東京電力福島第1原発の廃炉について学ぶ「第3回福島第1廃炉国際フォーラム」が5日、楢葉町で2日間の日程で開幕し、初日は廃炉の疑問に専門家が答える意見交換を行った。地元の団体の代表や高校生らが登壇し、第1原発の地上タンクで保管が続く放射性トリチウムを含む処理水の処分方法を巡り、合意形成の在り方を問う声があった。
意見交換で遠藤瞭さん(ふたば未来学園高3年)は処理水の処分について「科学的知見だけでは(処分後の)社会への影響は分からない」と指摘。経済産業省が30日に富岡町、31日に郡山市と東京都で開く公聴会については「話し合ったとしても絶対安全というわけではなく、何かしらの問題は出てくると思う」と専門家に意見を求めた。

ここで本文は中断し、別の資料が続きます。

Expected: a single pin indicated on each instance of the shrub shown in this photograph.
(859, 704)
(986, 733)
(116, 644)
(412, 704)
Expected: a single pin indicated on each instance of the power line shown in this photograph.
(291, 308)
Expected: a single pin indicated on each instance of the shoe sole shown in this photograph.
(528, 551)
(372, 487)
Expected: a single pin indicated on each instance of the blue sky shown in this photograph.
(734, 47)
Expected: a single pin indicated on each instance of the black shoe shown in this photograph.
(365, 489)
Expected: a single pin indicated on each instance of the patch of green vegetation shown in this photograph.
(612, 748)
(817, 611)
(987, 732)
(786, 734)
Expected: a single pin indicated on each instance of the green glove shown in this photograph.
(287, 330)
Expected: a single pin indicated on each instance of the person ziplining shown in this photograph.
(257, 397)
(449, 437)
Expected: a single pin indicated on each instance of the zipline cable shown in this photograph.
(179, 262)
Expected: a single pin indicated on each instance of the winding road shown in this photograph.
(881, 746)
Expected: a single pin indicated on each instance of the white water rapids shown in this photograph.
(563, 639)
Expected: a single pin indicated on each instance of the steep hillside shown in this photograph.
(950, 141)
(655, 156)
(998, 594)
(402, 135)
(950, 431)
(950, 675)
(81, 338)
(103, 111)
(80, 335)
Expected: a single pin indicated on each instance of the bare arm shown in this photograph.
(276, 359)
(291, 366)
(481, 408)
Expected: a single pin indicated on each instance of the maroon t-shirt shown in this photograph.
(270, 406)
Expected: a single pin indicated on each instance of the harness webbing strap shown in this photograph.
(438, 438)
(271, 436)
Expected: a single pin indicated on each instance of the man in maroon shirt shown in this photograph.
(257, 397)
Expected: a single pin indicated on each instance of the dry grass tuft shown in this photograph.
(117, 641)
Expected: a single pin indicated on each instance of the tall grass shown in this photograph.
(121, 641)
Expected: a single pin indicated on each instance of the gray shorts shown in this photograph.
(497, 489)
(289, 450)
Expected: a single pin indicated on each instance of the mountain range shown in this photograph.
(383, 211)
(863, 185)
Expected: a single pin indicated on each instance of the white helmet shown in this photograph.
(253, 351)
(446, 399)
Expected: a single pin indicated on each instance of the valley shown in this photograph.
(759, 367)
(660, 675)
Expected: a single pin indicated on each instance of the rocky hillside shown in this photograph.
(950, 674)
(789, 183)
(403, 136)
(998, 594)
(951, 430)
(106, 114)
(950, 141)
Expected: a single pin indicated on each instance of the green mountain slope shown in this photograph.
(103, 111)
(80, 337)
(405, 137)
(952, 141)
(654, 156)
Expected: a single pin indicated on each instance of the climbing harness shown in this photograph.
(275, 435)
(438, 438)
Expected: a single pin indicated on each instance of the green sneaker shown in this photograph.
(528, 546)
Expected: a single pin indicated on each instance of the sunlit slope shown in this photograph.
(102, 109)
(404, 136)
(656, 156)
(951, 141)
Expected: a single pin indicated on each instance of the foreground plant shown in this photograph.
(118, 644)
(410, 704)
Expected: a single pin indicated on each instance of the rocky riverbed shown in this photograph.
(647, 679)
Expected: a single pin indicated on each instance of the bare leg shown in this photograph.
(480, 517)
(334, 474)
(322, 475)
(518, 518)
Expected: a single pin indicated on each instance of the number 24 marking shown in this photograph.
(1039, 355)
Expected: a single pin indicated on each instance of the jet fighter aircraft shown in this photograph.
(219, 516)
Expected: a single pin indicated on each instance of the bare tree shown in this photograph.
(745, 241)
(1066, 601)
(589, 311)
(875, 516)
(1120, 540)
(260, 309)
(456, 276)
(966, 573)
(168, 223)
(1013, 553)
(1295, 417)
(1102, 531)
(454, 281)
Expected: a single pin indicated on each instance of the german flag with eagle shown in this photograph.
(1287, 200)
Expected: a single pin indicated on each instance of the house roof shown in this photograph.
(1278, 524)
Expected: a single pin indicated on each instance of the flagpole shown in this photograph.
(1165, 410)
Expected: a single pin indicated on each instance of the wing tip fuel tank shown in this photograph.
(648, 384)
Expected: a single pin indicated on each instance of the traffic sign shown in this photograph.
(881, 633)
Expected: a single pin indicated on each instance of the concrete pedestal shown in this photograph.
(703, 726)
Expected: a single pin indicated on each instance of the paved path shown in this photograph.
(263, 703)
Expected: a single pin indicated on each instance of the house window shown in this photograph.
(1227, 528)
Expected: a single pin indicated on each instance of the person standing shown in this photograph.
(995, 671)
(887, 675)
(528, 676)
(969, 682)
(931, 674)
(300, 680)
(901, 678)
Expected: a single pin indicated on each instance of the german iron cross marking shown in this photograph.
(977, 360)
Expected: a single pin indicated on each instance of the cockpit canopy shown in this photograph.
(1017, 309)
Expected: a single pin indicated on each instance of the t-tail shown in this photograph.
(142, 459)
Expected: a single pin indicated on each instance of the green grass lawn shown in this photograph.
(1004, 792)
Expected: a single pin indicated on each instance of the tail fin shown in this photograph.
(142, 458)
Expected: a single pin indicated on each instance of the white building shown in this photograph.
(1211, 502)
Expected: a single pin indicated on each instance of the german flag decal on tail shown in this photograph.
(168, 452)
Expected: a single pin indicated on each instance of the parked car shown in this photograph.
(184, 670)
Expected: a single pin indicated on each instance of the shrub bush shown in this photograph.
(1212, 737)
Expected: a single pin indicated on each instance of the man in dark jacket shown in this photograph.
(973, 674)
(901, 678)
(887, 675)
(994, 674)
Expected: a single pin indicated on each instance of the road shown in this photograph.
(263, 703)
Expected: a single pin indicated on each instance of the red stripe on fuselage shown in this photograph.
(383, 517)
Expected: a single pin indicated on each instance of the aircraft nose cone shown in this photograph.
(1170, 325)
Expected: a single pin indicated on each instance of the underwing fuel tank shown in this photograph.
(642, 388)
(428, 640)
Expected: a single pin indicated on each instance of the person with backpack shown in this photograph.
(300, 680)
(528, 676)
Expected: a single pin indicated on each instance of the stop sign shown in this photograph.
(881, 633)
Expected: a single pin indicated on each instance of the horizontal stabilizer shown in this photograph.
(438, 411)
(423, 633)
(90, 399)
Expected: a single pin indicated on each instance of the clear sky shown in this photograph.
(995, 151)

同省の松永明廃炉・汚染水特別対策監は「科学的知見だけではなく、風評被害なども含めて国の小委員会で検討中」とし、公聴会や関係者との議論を踏まえて検討する考えを示した。ただ遠藤さんが「公聴会は限られた場所や時間、人数になる。十分なのかなと思う」と問うと、原子力損害賠償・廃炉等支援機構(NDF)の山名元(はじむ)理事長は「明確な答えは出せないが、リスクやメリット、デメリットなどを住民が共有し、判断するやり方が一番の理想」とし、科学的な情報を共有することも重要とした。
意見交換は立命館大の開沼博准教授が進行役を務めた。廃炉への関心を高める情報発信や廃炉後の作業員の雇用、廃炉教育の在り方などについても議論した。